You can include as many values as you need to inside of the headers attribute, each one separate by a space. The order that you write them is not important. Now let's move on to a regular TD cell. Click inside the first TD cell immediately before its closing bracket. Enter a space then headers="dollars 2006 ad05". Here we've specified that three cells are headers for this cell, the dollars cell, the 2006 cell and the ad06 cell.
So you can see that this provides a lot more detail of explicit information about how this cell is being headed than the scope attribute provides. Let's apply the headers attribute one more time to the final cell in the second row of our table. Click inside the opening TD tag, before its closing bracket and type space headers="percent 2006 ad06". This cell shares two of the same headers cells as the one above it, but its first header cell, percent, is different from the one above it.

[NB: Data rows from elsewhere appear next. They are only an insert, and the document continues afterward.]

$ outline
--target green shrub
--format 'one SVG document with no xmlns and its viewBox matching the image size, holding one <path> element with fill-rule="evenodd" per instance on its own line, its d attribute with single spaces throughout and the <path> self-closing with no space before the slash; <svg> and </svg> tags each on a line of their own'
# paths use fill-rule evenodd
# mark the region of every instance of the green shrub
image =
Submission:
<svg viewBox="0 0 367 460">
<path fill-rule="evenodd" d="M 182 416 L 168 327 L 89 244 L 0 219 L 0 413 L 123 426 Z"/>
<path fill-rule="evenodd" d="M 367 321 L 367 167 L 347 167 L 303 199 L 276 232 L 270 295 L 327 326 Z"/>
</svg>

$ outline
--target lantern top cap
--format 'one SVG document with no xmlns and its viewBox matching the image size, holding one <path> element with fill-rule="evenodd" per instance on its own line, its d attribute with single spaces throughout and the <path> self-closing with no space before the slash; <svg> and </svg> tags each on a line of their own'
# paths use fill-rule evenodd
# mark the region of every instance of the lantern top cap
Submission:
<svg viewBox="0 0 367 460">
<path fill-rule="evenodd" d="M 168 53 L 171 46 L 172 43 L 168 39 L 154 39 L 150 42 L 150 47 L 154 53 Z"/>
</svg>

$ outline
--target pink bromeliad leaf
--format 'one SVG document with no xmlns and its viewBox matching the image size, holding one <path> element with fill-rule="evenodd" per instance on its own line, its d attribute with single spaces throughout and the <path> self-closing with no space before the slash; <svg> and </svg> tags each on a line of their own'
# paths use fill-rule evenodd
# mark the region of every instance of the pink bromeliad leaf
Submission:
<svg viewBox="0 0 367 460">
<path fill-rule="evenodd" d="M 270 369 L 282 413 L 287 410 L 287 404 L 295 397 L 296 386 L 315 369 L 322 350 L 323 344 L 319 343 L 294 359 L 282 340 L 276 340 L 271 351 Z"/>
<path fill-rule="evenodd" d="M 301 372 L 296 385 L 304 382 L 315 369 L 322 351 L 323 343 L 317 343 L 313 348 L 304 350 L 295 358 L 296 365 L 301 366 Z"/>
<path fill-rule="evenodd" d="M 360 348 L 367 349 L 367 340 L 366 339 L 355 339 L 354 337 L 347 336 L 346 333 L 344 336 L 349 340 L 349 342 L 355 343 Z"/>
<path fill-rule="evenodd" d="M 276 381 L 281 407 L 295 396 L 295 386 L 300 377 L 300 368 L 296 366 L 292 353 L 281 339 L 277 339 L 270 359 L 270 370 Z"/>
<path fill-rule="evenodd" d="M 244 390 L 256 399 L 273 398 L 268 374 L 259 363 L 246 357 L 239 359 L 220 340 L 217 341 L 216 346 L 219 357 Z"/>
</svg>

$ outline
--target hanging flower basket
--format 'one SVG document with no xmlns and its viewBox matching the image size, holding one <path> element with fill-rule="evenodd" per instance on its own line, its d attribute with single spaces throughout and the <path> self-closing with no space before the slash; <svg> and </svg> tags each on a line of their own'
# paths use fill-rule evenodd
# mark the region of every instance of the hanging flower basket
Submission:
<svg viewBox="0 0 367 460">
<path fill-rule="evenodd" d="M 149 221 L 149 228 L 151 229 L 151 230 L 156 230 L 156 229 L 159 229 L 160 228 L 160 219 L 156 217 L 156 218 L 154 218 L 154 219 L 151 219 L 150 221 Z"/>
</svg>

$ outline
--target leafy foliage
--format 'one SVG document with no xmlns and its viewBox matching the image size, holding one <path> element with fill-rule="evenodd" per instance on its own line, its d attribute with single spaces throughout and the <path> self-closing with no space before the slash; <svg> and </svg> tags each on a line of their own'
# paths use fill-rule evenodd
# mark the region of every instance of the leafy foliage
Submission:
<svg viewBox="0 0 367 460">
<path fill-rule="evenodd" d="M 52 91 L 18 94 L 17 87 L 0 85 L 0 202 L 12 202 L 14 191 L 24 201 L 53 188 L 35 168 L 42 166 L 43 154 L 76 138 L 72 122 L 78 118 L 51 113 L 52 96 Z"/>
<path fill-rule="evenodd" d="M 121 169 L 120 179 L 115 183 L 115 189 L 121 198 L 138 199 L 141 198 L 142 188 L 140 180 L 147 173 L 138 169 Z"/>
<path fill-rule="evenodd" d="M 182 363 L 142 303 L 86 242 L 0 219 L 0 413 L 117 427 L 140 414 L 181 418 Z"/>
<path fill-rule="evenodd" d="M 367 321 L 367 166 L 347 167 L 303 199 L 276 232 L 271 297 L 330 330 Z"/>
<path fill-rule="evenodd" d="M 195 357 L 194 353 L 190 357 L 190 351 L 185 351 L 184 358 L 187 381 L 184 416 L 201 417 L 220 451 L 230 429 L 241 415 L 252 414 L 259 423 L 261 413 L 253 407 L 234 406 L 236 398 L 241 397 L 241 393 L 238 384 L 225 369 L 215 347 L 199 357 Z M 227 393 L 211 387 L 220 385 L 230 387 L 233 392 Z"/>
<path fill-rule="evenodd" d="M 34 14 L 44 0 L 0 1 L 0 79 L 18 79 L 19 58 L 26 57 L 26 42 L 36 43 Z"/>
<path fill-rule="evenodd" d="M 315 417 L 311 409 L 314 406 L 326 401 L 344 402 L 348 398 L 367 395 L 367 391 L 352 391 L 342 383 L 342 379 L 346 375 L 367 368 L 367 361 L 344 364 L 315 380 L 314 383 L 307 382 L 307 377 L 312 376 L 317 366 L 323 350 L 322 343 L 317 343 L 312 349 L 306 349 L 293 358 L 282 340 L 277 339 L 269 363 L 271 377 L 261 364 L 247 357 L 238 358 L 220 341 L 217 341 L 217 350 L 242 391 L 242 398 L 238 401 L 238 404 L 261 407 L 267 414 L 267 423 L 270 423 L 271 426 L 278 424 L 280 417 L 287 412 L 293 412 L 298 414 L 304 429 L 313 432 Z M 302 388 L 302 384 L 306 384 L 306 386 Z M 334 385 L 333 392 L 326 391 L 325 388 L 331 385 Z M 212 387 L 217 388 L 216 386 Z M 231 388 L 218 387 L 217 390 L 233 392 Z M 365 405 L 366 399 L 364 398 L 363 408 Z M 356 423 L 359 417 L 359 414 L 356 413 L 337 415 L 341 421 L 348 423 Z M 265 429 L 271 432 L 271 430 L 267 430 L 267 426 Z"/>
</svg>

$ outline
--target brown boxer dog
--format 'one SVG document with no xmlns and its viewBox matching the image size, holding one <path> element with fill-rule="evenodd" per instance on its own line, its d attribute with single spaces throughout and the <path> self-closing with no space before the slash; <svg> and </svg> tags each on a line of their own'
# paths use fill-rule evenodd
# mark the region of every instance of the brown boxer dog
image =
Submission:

Again, this is just providing very detailed explicit information about the relationships in the table. You can continue adding the ID and headers attributes to all subsequent rows until every cell is linked to the others that label it. Remember, you only have to use these attributes when you have a complicated table that you can't remake into a simpler version where scope can't directly tie each cell to its single row header and single column header. The HTML table elements and attributes that we've discussed in this chapter can turn what may have been an incomprehensible heap of words and numbers to a screen reader user into meaningful data that many devices and people can correctly interpret.